情熱の王国:日常満喫

 ゼナの屋敷に乗り込んだアルフレッドの様子を確かめようとアークは桃色の虎穴に踏み込んだ。騎士王をもたじろがせし屋敷の圧、乗り越えて到達した部屋にはベッドで爆睡するイェレナの姿があった。屋敷の主とアルフレッドの姿が見えない。

 使用人たちに聞き取り調査をした結果――

「よっと」

「おにくーおにくーおにくにくー」

 騎士王は厨房へと辿り着いていた。桃色のエプロンをして料理に勤しむ凸凹コンビ。アルフレッドとゼナが仲良く息の合った調理を見せる。

 鉄鍋を軽快に揺らし、ローレンシアで唯一エスタードの真央海沿岸部で食されている米を、これまた内陸部では貴重な魚介類と共に炒める。貴重で高価、早馬で少量しか運べないこともあるのだが、そこは天下のカンペアドール。金に糸目は付けない。

 アルフレッドもアルカスでは中々弄れない食料品の数々に嬉々として腕を振るう。

 ゼナはゼナで大胆に肉切り包丁で豚を解体したと思えば、野菜を繊細に刻む器用さも見せる。美味しいものが好きだから自分で作り始め、気づけば槍の次に得意なことが料理になっていたのだ。

「……楽しそうであるな」

「ええ、見たことのないスパイスもあって面白いですよ」

「これ美味しいよ」

「どれどれ」

 ゼナが差し出した味見分をぱくりと食べるアルフレッド。キャッキャうふふと仲睦まじい様子にアークはため息をつく。

 ちなみにアルフレッドはゼナ同様お菓子作りも含め料理全般が得意である。得意には理由があり彼の周囲には料理が得意な女性がいなかったのだ。得意でないというよりも苦手なレディたちに囲まれ、すくすく育った結果、今がある。

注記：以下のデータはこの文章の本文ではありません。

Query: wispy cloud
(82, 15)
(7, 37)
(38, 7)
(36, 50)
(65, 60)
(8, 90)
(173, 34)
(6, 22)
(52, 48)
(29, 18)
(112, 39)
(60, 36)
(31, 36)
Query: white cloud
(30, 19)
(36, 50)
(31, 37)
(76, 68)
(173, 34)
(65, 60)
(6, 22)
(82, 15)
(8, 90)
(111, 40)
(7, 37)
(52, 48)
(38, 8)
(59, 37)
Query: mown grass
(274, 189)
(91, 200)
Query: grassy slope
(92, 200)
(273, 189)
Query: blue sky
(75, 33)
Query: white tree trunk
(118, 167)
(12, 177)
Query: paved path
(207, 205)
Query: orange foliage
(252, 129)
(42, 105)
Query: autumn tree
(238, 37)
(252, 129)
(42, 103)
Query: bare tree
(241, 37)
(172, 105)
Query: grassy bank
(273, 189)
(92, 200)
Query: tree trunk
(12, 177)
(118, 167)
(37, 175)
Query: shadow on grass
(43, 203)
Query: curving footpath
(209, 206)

「ちょっと待っててください。もうちょっとで出来ますので」

 アルフレッドはアークに微笑む。

 アークは苦笑いしながら「お腹空いたなぁ」と頭を空っぽにした。


     ○


 皆でワイワイと食事をして、アルフレッドとアークは別室を与えられぐっすりと眠る。早朝、眠気眼でゼナ、アルフレッド、アークの三人並んで槍を剣を振る。朝餉も二人で用意し、そのままアルフレッドは闘技場へ引き摺られて行った。

 ゼナは小鳥ちゃんことイェレナの望みでエスタードの図書館に彼女を担いで向かう。イェレナは早速、医療系の図書に埋もれガンガン読み進めていく。ゼナは図書館だというのに大の字になって寝ていた。さすがカンペアドール、自由である。

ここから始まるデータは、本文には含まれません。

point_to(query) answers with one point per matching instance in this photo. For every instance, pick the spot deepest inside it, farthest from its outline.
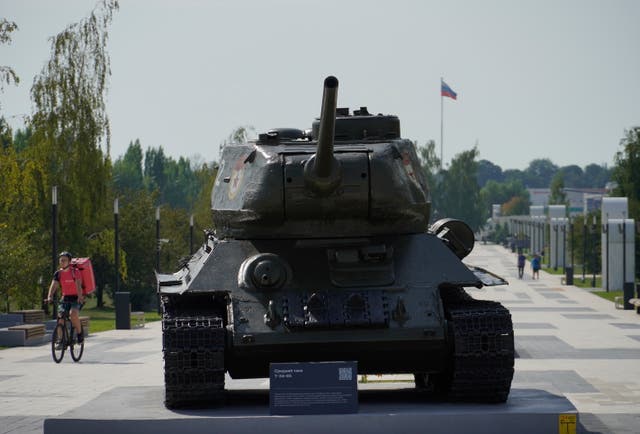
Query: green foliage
(626, 174)
(459, 192)
(499, 233)
(137, 239)
(539, 173)
(558, 196)
(70, 123)
(7, 74)
(430, 164)
(511, 194)
(487, 171)
(127, 169)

 闘技場では大活躍のアルフレッド。無敗の王者リオネルを破った噂は此処まで到達しており、血気盛んなエスタードの剣闘士たちがこぞって挑戦するために列を成したほどである。そこから破竹の勝利を積み重ね、黄金騎士の名はさらに広まる。

 そんなこんなで――

「どんな状況だァ、これは?」

 出所を許されゼノが見たのは本の山で爆睡する妹分のゼナと騎士王アーク、その周りで凄まじい速度で書物を捲るアルフレッドとイェレナであった。

「むぅ、娑婆に出てきたかゼノよ」

 むくりと起き上がったアーク。しかし、どうにも締まりのない顔をしている。先日見せたシリアスな貌は何だったのかと思うほどであった。

「あ、ゼノさんだ」

「ごぶさた」

 アルフレッドとイェレナも反応するが目は本の内容にくぎ付けであり、イェレナに至っては一瞥すら向けていない。国によって異なる医術。エスタード独自の術理だけでも山のような文献がある。玉石混交、全て平らげ自分の肉とする。

 イェレナはここぞとばかりに知識を貪る。

「まあお気に召したようで何よりだ。ゼナ邸にもそれほど抵抗感がなくなったようだな」

「まあ、慣れですよ慣れ」

「未だに落ち着かない」

「えっ!?」

 小鳥ちゃんのカミングアウトに泣き出しそうなゼナが起き上がってきた。小鳥ちゃんことイェレナはよしよしと頭を撫でつけ鎮圧。手慣れたものである。

「そろそろ読み終わりそう」

「そっか、じゃあそろそろお暇しようか」

「えっ!?」

 見る見ると曇っていくゼナ。しかし、イェレナは動かない。

「ん、まあ旅の途中、ここは通過地点に過ぎまい。ゼナもここは武人らしくすっぱり――」

「小鳥ちゃんはゼナのなのッ!」

 動かないイェレナを再び拘束するゼナ。その眼は玩具を奪われまいとする子供のそれ。ゼノは困ったような顔をしてどうにか宥める方法を考えていた。ゼノにとってはアークを押さえた以上、早急にアルフレッドたちを北へと送り出したいのだ。

 この場でそれを言うわけにも、おくびに出してアルフレッドに無用な警戒を与えたくないから控えているが、それでもこのゼナの暴走は彼の想定外であった。

「じゃあ、勝負しようか」

 アルフレッドは普段と変わらぬ表情でゼナを見つめる。

「ゼナ……強いよ」

「俺はもっと強いけどね」

 空気が張り詰める。ゼナの表情が明らかに変じた。駄々をこねている子供から、武人の貌へと切り替わっていく。雰囲気が、熱量が、むわりと、立ち上る。

 それでもアルフレッドはいつも通りの笑顔。

「俺が勝ったらイェレナを返してもらう。初めからそのつもりだったから」

「ゼナが勝ったらアルちゃんもゼナのだからね。ゼナがママで、アルちゃんがパパ、小鳥ちゃんは、んーっとゼナの妹! 家族がいっぱい、楽しみだね」

「君が勝ったら、だよ」

 アルフレッドの笑み、その眼から黄金の光が零れる。

「ゼナは勝つよ。カンペアドールだからね」

 ゼナの獰猛な笑み、その眼から灼熱が零れる。

「……想定外だ」

「想定外であるなあ」

 ゼノとアークは目を合わせる。

((面白くなってきた!))

 お調子者二人組は同時に悪だくみを開始した。